There’s a rush on the recorder, no time to fool around. After witches, One Way: Survive, Before the crashthe two daily ones from 7 p.m., the return of 5e rank, With a beating heart And Alertsa novelty in fiction shines brightly on the radar screen of the return to television.
Here is the second season ofA criminal case, which starts this Tuesday at 8 p.m. on Noovo. It’s very, very good. It’s well written, well acted and well directed. And it tickles our inner armchair detective fiber.
This is another investigation into the investigation of a “cold case”, the good old dormant file which reappears on the top from the pile after the discovery of disturbing clues.
And no, you don’t need to have watched the first season ofA criminal case to jump into the second. No link unites these two parts written by the author Joanne Arseneau (Miscellaneous facts). No character crosses from one chapter to another. In short, the two twisted stories live independently, but continue to expose the shenanigans that tarnish the badge of rotten or corrupt cops.
This time, the eight-episode miniseries shines its flashlight on police officers Geneviève Lanctôt (Julie Le Breton) and Laurence Malenfant (Alice Moreault), partners in the Montreal police homicide squad. Parenthesis, before continuing: the two main actresses sparkle in these complex and nuanced roles of investigators, who twist the truth to protect each other.
From the first minutes, the action takes off in a dingy garage, where Laurence Malenfant kills a suspect, the very strange Poupart (Hubert Proulx), who attacked his colleague Geneviève with a crowbar.
Self-defense ? Calculated murder? Stupid accident? These are the avenues that will be explored by two agents from the Bureau of Independent Investigations (BEI), played by Normand Daneau and Mounia Zahzam and responsible for shedding light on this dark and crooked thing, let’s say it.
Because before dying, the mechanic revealed disconcerting information about Laurence’s police officer father, Jean-Claude Malenfant (Patrice Godin), a member of the anti-gang squad who has been missing for seven years. Let’s say that these confessions shook Laurence (amazing Alice Moreault), who believed in the theory of her dad’s suicide.
Could it be that veteran Jean-Claude Malenfant, appreciated by his peers, was assassinated or that he started his life again under a new identity without saying a word?
The second heroine of the series, Geneviève (excellent Julie Le Breton), knows more about the disappearance of Jean-Claude Malenfant which she reveals to the BEI investigators. She “covers” for her friend Laurence as well as her husband Philippe Laberge (Pierre-Yves Cardinal), who was Jean-Claude Malenfant’s partner before climbing the ranks, very quickly, to the rank of chief inspector.
The couple formed by Julie Le Breton and Pierre-Yves Cardinal in A criminal case also hides some creepy elements. It explodes in the second episode and it’s disturbing to watch.
The more the series progresses, the more our perception of the events at the heart of the plot changes. And the more you scratch, the more secrets come to light. This is one of the great pleasures of watching A criminal casean intelligent, dense work full of multi-layered characters, which will be revealed from one Tuesday evening to the next.
This second season ofA criminal case appears to me to be less cerebral, less “internal police poutine”, and more focused on action on the ground. In two episodes, we find the bones of two corpses on Notre-Dame Island, a stone’s throw from La Ronde. A mysterious necklace piques the curiosity of the detective sergeants, as does the content of a cell phone which recorded a violent argument between two people whose aggressive nature was not suspected at all.

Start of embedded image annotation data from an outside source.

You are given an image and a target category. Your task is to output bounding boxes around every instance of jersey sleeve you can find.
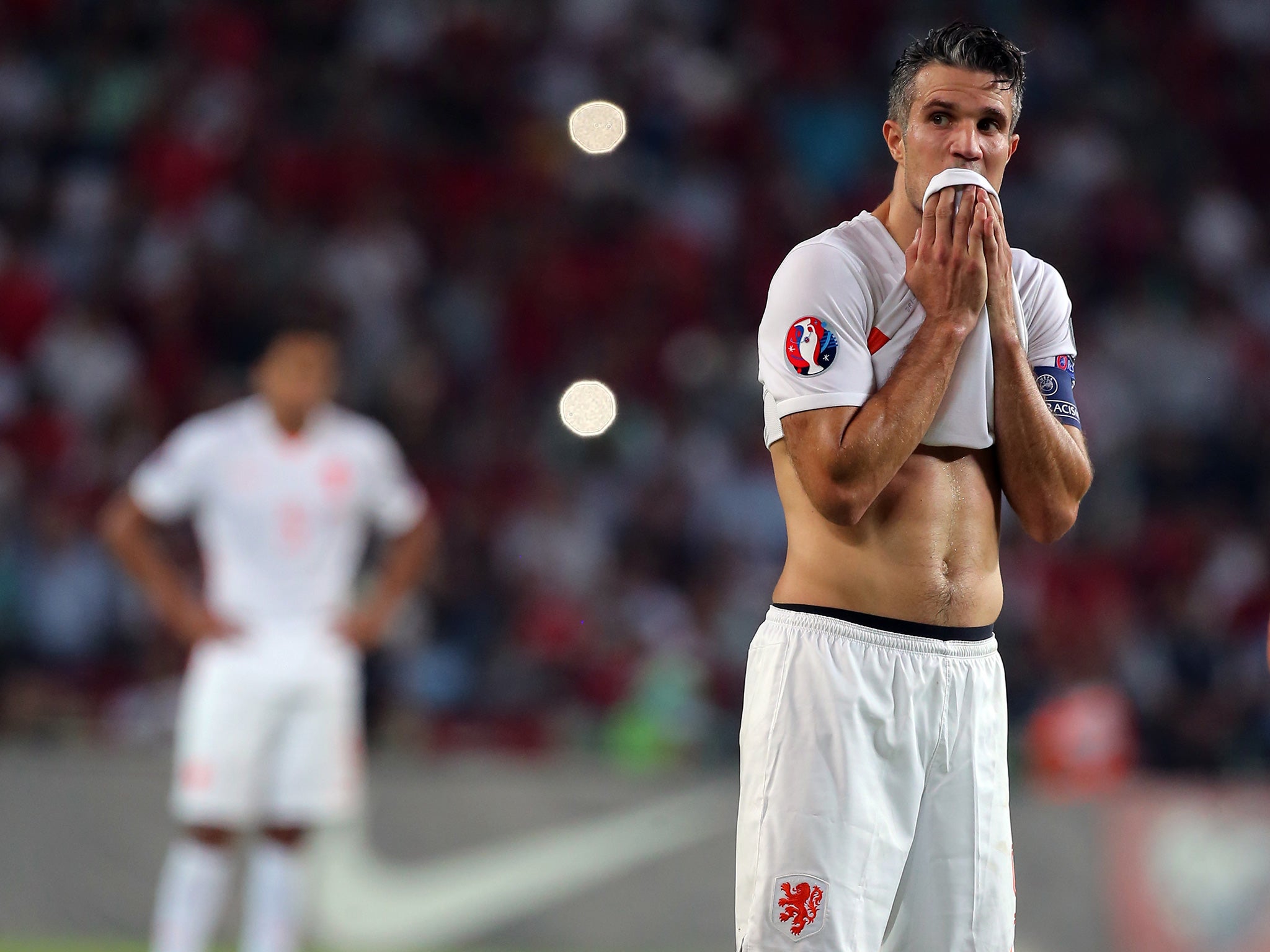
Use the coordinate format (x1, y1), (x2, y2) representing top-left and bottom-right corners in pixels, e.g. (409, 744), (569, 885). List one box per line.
(128, 416), (216, 522)
(1018, 262), (1076, 367)
(367, 428), (428, 536)
(758, 242), (874, 446)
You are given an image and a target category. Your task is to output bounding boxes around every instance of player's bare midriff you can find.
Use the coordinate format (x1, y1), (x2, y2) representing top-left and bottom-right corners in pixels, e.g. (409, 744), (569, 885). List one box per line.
(771, 439), (1002, 635)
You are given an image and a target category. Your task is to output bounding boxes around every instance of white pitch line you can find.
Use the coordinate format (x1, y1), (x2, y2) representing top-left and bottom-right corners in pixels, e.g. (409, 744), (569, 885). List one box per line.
(313, 785), (735, 950)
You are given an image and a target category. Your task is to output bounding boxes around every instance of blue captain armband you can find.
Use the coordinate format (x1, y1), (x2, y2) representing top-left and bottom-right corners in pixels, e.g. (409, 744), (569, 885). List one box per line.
(1032, 354), (1081, 429)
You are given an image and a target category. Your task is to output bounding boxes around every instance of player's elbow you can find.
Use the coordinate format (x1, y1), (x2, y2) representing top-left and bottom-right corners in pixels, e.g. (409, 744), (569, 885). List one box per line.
(1018, 501), (1080, 545)
(97, 493), (140, 552)
(812, 483), (873, 526)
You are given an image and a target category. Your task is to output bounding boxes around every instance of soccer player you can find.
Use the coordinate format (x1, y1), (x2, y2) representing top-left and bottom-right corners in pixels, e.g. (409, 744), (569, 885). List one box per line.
(737, 23), (1092, 952)
(102, 326), (440, 952)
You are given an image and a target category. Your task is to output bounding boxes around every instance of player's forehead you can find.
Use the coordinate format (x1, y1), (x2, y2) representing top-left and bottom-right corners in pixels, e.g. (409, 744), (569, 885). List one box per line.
(912, 63), (1013, 118)
(265, 332), (338, 361)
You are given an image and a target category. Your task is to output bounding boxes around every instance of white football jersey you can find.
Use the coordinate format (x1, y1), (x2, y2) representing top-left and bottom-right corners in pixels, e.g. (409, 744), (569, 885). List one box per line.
(758, 212), (1076, 449)
(128, 397), (427, 635)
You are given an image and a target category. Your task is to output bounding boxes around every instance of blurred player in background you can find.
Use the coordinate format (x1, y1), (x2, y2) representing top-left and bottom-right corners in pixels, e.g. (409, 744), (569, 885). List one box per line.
(102, 326), (438, 952)
(737, 23), (1092, 952)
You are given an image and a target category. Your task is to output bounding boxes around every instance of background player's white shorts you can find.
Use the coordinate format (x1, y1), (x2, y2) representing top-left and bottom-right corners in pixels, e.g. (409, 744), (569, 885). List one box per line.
(737, 607), (1015, 952)
(171, 635), (362, 829)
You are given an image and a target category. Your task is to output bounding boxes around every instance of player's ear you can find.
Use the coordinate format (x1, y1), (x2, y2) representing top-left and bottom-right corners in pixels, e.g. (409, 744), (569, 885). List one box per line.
(881, 120), (904, 164)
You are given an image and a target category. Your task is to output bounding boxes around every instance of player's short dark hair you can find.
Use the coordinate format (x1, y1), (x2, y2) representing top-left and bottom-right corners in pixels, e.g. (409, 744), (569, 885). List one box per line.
(887, 20), (1025, 132)
(253, 311), (340, 363)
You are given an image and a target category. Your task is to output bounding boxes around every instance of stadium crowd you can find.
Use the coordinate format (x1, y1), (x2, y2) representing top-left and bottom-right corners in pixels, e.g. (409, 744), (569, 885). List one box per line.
(0, 0), (1270, 772)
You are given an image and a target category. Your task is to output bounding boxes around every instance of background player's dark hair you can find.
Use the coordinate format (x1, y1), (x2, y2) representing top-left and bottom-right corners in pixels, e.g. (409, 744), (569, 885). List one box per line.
(252, 317), (340, 363)
(887, 20), (1024, 132)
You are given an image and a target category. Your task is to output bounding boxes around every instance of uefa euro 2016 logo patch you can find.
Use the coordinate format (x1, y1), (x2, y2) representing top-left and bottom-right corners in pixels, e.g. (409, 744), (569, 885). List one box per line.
(785, 317), (838, 377)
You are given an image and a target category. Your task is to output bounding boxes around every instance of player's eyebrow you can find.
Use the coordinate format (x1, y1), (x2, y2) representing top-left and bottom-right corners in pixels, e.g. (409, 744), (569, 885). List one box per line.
(922, 99), (1006, 126)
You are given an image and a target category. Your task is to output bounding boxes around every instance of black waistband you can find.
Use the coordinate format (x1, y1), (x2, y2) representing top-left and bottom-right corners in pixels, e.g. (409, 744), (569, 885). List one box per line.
(772, 602), (992, 641)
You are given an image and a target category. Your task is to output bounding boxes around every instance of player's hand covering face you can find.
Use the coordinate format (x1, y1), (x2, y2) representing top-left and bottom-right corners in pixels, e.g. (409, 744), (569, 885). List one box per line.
(904, 188), (989, 334)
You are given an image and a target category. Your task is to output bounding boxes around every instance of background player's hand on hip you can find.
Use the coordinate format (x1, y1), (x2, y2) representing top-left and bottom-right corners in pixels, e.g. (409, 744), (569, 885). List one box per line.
(338, 606), (389, 649)
(164, 596), (239, 645)
(904, 185), (990, 335)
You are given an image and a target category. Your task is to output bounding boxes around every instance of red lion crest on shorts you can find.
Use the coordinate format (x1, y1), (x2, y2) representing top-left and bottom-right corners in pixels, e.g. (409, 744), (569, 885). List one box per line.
(776, 882), (824, 935)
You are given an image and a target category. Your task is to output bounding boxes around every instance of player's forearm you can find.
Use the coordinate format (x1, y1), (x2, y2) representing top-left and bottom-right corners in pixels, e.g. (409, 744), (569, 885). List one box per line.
(832, 321), (967, 518)
(367, 514), (441, 618)
(98, 493), (188, 615)
(992, 335), (1093, 542)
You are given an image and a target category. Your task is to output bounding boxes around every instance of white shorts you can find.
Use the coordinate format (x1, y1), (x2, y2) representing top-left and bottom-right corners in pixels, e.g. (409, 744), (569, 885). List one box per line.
(171, 636), (362, 829)
(737, 607), (1015, 952)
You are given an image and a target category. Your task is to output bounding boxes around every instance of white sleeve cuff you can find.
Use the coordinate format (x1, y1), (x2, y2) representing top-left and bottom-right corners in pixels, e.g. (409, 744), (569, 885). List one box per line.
(776, 394), (870, 416)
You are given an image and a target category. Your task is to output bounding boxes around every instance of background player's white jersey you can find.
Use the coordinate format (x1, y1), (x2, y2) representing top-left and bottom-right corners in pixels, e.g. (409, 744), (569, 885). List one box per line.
(128, 397), (427, 642)
(758, 212), (1076, 449)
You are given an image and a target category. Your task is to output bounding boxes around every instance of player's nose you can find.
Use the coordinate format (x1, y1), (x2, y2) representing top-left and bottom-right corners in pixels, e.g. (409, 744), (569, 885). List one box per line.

Among the secondary roles, actress Kathleen Fortin steals the show by playing the sister of the man killed by Laurence in the first episode. This vulgar woman, without falling into caricature, trades off each of her confidences, which enrages those who question her.
We laugh more often in A crime story 2we breathe more between two busy moments, I find.

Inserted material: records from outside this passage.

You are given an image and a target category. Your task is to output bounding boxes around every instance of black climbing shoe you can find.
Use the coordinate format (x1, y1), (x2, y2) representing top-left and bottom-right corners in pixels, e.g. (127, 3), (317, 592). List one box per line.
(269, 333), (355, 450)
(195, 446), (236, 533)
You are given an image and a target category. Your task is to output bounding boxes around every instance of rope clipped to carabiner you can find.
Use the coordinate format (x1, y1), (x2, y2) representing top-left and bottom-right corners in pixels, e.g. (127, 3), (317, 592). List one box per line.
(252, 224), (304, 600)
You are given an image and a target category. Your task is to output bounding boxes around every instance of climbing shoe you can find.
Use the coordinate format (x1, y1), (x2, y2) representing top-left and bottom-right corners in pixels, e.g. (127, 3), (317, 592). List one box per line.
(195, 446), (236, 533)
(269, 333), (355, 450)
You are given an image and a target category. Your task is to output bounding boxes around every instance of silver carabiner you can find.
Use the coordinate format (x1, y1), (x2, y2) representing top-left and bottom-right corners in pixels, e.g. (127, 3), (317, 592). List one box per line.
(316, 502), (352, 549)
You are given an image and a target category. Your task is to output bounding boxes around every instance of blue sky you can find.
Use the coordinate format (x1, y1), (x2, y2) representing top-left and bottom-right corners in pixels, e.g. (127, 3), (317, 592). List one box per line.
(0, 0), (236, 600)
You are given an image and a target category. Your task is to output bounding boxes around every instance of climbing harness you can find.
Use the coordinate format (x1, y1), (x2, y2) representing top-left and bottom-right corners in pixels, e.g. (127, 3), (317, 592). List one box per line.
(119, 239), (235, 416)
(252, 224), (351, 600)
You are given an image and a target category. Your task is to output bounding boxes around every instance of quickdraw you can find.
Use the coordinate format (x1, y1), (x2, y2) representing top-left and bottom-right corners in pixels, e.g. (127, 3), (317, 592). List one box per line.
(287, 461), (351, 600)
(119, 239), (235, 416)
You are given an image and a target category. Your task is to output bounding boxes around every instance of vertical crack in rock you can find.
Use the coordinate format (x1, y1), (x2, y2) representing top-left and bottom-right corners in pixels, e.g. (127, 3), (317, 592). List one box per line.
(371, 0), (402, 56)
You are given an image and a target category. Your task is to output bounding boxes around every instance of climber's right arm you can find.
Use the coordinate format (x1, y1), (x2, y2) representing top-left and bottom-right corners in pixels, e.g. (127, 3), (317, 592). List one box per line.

These bubbles lighten the general atmosphere of the series, without trivializing the difficult things that take place there.
At the crossroads of all the leads, even the false ones, the character of Laurence – the one who lost her father seven years ago, let’s not forget – remains a fascinating enigma to decipher. Her brother got into drugs, not her. Her mother and mothers-in-law took it, not her. In appearance, at least.
We feel that Laurence is suffering from serious trauma and we understand that she is hallucinating rabbits when the tension rises to an intolerable level around her. To relieve the pressure, Laurence performs comedy shows in a small “comedy club” which resembles the Terminal, avenue du Mont-Royal Est. Yes, all these elements coexist in a coherent and plausible way.
A former patrolman even called Laurence “mentally ill”, and it is true that his fragile psychological state inspires fear.
We know little about Laurence, but we know that her comrade Geneviève will not abandon her. This criminal case is also one of solidarity and friendship.